Sklearn model trained in 0.0377 seconds.


In [133]:
# statsmodels
tic = time.perf_counter()
Logit(y, mean_radius).fit()
toc = time.perf_counter()

print(f"Statsmodels model trained in {toc - tic:0.4f} seconds.")

Optimization terminated successfully.
         Current function value: 0.680047
         Iterations 4
Statsmodels model trained in 0.0090 seconds.


Scale this up to train the model 10x and better protect against random state of your machine.

In [134]:
# sklearn
tic = time.perf_counter()
for i in range(10):
    LogisticRegression(random_state=0).fit(mean_radius, y)
toc = time.perf_counter()

print(f"Sklearn model trained in {toc - tic:0.4f} seconds.")

Sklearn model trained in 0.1858 seconds.


In [135]:
# statsmodels
tic = time.perf_counter()
for i in range(10):
    Logit(y, mean_radius).fit()
toc = time.perf_counter()

print(f"Statsmodels model trained in {toc - tic:0.4f} seconds.")
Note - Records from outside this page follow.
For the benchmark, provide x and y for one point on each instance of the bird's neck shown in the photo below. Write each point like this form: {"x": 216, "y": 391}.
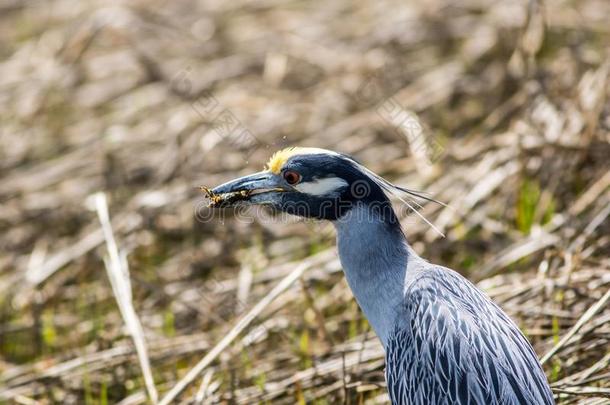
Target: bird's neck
{"x": 374, "y": 254}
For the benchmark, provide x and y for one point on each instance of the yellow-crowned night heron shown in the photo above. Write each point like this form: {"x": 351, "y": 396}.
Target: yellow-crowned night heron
{"x": 446, "y": 342}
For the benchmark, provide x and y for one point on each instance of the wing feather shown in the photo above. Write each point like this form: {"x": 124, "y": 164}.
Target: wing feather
{"x": 453, "y": 345}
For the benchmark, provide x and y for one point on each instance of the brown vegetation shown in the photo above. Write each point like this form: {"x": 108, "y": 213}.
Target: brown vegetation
{"x": 497, "y": 108}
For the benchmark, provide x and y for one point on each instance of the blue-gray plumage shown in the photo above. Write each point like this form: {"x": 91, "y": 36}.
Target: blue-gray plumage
{"x": 446, "y": 342}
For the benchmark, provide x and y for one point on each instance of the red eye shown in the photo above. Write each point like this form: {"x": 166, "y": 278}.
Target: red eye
{"x": 291, "y": 177}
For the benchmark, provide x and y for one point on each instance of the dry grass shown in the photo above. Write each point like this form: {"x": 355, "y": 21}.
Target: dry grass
{"x": 498, "y": 109}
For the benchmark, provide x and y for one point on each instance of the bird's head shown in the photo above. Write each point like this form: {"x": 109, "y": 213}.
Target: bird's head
{"x": 313, "y": 183}
{"x": 308, "y": 182}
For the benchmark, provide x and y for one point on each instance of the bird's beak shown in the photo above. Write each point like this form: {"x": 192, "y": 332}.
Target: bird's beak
{"x": 258, "y": 188}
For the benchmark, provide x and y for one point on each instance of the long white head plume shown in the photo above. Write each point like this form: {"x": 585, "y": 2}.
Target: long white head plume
{"x": 398, "y": 192}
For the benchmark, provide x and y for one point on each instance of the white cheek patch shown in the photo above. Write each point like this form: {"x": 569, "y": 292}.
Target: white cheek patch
{"x": 320, "y": 187}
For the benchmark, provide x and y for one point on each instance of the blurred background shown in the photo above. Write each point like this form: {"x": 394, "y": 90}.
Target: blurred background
{"x": 497, "y": 108}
Optimization terminated successfully.
         Current function value: 0.680047
         Iterations 4
Optimization terminated successfully.
         Current function value: 0.680047
         Iterations 4
Optimization terminated successfully.
         Current function value: 0.680047
         Iterations 4
Optimization terminated successfully.
         Current function value: 0.680047
         Iterations 4
Optimization terminated successfully.
         Current function value: 0.680047
         Iterations 4
Optimization terminated successfully.
         Current function value: 0.680047
         Iterations 4
Optimization terminated successfully.
         Current function value: 0.680047
         Iterations 4
Optimization terminated successfully.
         Current function value: 0.680047
         Iterations 4
Optimization terminated successfully.
         Current function value: 0.680047
         Iterations 4
Optimization terminated successfully.
         Current function value: 0.680047
  

Finding - statsmodels is faster in model training. 

## 5. Summary

1. We were more impressed with scikit-learn's documentation and examples. 
2. Both packages could easily perform the regression we're planning. 
3. Statsmodels did train a little faster than scikit-learn. 

For our project, because we don't have a very computationally-intensive model, we will likely go with scikit-learn.